Wildlife Landscaping

Written by Chris Campbell


As autumn inches closer and closer, many of the resources that birds and other urban wildlife need to survive become harder to find. How can we attract wildlife into our landscapes and invite their company through the winter months? Just a few simple steps can make our homes more attractive to these creatures. First, think about the necessities that we require to live and thrive.

Food, water, and shelter are elements necessary for our existence. The survival requirements for animals in the landscape are no different. And, through thoughtful landscaping we can provide these elements. One of the keys is to make these elements available throughout the seasons. Food can be made available to wildlife naturally with plants that supply berries, nuts, and seeds. Humans can also offer some foods artificially such as birdseed. Think seasonal availability. Fruits and berries ripen at different times. Some are ripe and can be eaten during the growing season. Others are ‘persistent’ and hold on into the winter for food in the cold months when food is hard to find. And, we rarely think of it, but many ornamental grasses and perennial flowers also provide seed for birds during the winter.

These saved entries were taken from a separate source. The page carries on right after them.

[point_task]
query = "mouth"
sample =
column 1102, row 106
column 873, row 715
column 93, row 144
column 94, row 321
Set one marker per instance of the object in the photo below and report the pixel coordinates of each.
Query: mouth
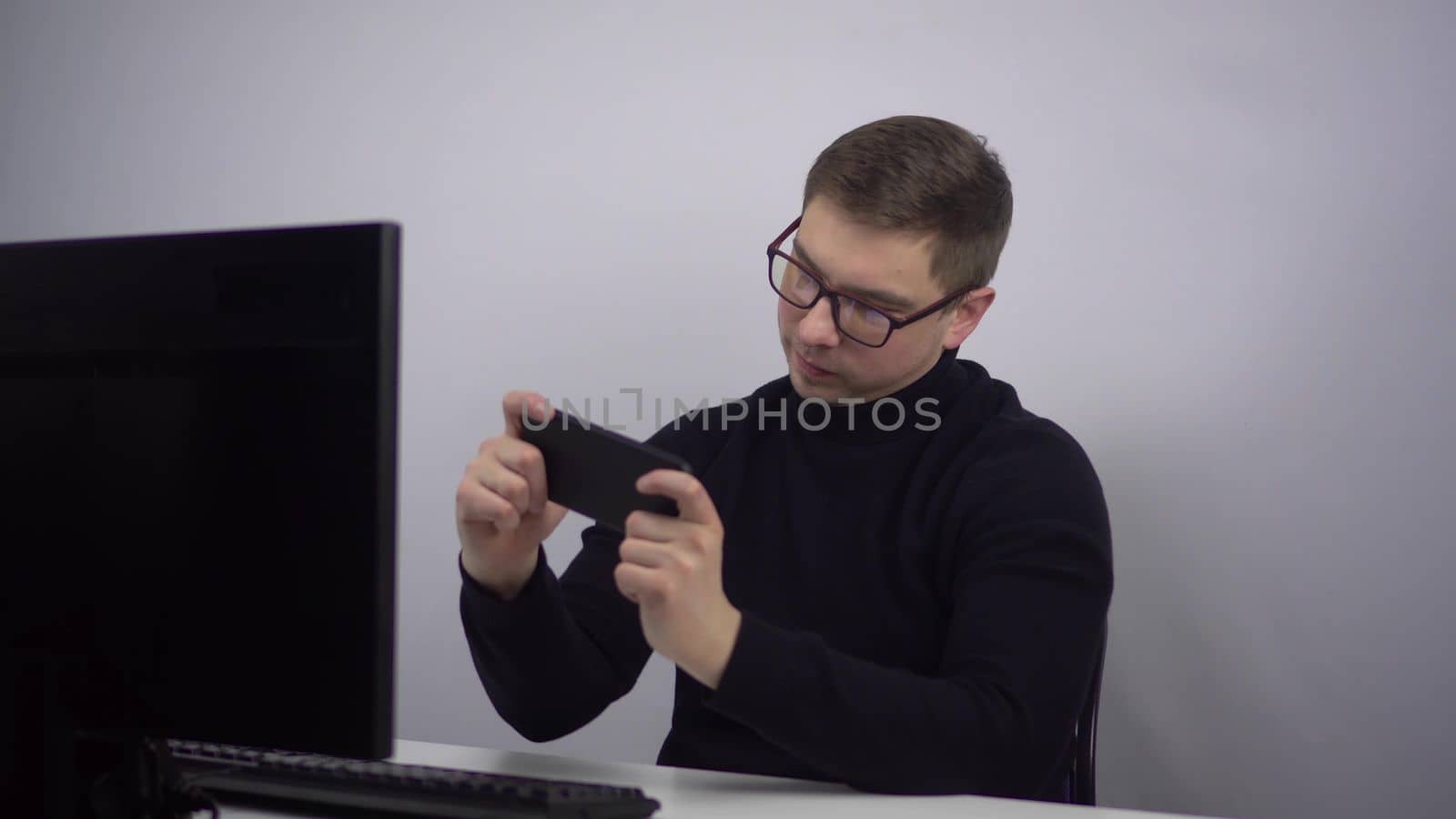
column 810, row 368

Water sources are critical. Ponds, birdbaths, and fountains are all good sources of water. Many times animals are attracted to the sound of moving water. Waterfalls large and small, ornamental streams, and dripping water will all produce sound. Water is accessible during the warm months but what happens at temperatures below freezing? Install a pond or birdbath water heater, so animals can find open water to drink.

Just like us, animals need shelter from the sun, wind, rain, and cold. Trees, shrubs, and some larger grasses and perennial flowers can offer a diverse array of shelter for different kinds of wildlife. Shade trees offer places to perch, watch for food and predators, and nest. Evergreen trees and shrubs can provide protection from rain and the cold. Place shelter near water and food sources. The homeowner can also provide shelter for cavity nesters with birdhouses designed to attract desirable species.

Our growing urban environments and diminishing natural habitats result in compromised ecosystem diversity. As you can imagine, the more ways that we can create environmental diversity in our landscapes, the more species of wildlife we can attract and sustain. Using many types of trees, shrubs, perennial flowers, and grasses will improve diversity in the residential setting. Following these basic landscaping techniques will increase your potential to attract wildlife to your home for years of enjoyment.